Synopses & Reviews
During the last two decades of the twentieth century, U.S. Latina writers have made a profound impact on American letters with fiction in both mainstream and regional venues. Following on the heels of this vibrant and growing body of work, New Latina Narrative offers the first in-depth synthesis and literary analysis of this transethnic genre. Focusing on the dynamic writing published in the 1980s and 1990s by Mexican American, Puerto Rican, Cuban American, and Domincan American women, New Latina Narrative illustrates how these writers have redefined the concepts of multiculturalism and diversity in American society. As participants in both mainstream and grassroots forms of multiculturalism, these new Latina narrativists have created a feminine space within postmodern ethnicity, disrupting the idealistic veneer of diversity with which publishers often market this fiction.
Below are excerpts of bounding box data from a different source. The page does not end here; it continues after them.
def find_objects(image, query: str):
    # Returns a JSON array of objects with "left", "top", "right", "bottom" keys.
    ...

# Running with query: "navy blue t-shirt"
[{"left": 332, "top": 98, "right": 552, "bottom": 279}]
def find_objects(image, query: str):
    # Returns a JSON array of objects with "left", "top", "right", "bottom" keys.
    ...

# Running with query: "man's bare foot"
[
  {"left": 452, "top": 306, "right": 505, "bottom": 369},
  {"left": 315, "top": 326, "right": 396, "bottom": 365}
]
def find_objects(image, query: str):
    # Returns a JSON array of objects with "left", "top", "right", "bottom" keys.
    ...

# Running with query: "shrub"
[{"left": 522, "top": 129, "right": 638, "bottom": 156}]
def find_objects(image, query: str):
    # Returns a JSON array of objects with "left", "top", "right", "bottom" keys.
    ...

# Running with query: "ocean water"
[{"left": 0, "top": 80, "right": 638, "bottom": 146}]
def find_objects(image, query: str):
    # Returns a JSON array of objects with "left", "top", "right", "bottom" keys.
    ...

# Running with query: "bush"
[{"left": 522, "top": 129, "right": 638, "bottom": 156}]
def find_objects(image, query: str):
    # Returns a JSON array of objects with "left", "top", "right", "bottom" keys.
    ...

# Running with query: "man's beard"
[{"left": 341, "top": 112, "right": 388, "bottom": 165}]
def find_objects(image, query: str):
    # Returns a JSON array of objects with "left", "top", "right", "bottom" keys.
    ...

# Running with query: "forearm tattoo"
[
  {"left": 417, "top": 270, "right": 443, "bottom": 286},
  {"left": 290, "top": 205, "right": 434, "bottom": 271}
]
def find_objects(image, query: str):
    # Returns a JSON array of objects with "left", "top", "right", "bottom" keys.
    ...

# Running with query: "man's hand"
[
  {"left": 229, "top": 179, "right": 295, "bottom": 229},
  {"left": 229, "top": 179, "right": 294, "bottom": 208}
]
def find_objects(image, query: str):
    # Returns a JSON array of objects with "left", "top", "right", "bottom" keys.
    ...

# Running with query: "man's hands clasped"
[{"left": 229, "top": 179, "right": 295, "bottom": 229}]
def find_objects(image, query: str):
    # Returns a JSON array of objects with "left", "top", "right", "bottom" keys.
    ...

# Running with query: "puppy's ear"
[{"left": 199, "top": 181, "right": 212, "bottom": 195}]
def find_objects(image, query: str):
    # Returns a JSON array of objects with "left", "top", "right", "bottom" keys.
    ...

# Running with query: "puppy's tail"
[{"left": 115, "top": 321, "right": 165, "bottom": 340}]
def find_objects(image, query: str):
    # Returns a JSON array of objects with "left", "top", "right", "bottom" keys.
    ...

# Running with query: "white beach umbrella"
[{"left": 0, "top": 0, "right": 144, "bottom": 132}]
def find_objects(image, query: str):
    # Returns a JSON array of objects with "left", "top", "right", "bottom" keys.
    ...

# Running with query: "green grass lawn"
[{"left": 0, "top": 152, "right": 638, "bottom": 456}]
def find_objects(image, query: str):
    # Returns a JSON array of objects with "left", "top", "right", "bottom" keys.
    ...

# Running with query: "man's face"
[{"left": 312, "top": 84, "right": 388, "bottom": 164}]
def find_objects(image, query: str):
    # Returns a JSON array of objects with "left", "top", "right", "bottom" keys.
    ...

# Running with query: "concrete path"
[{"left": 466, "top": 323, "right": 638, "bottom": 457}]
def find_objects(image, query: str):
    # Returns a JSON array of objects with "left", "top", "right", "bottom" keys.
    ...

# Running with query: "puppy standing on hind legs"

In this groundbreaking study, author Ellen McCracken opens the conventional boundaries of Latino/a literary criticism, incorporating elements of cultural studies theory and contemporary feminism. Emphasizing the diversity within new Latina narrative, McCracken discusses the works of more than two dozen writers, including Julia Alvarez, Denise Chávez, Sandra Cisneros, Cristina Garcia, Graciela Limón, Demetria Martínez, Pat Mora, Cherríe Moraga, Mary Helen Ponce, and Helena María Viramontes. She stresses such themes as the resignification of master narrative, the autobiographical self and collective identity, popular religiosity, subculture and transgression, and narrative harmony and dissonance. New Latina Narrative provides readers an enriched basis for reconceiving the overall Latino/a literary field and its relation to other contemporary literary and cultural trends. McCracken's original approach extends the Latina literary canon—both the works to be studied and the issues to be examined—resulting in a valuable work for all readers of women's studies, contemporary American literature, ethnic studies, communications, and sociology.
About the Author
Ellen McCracken is Professor in the Department of Spanish and Portugeuse at the University of California-Santa Barbara.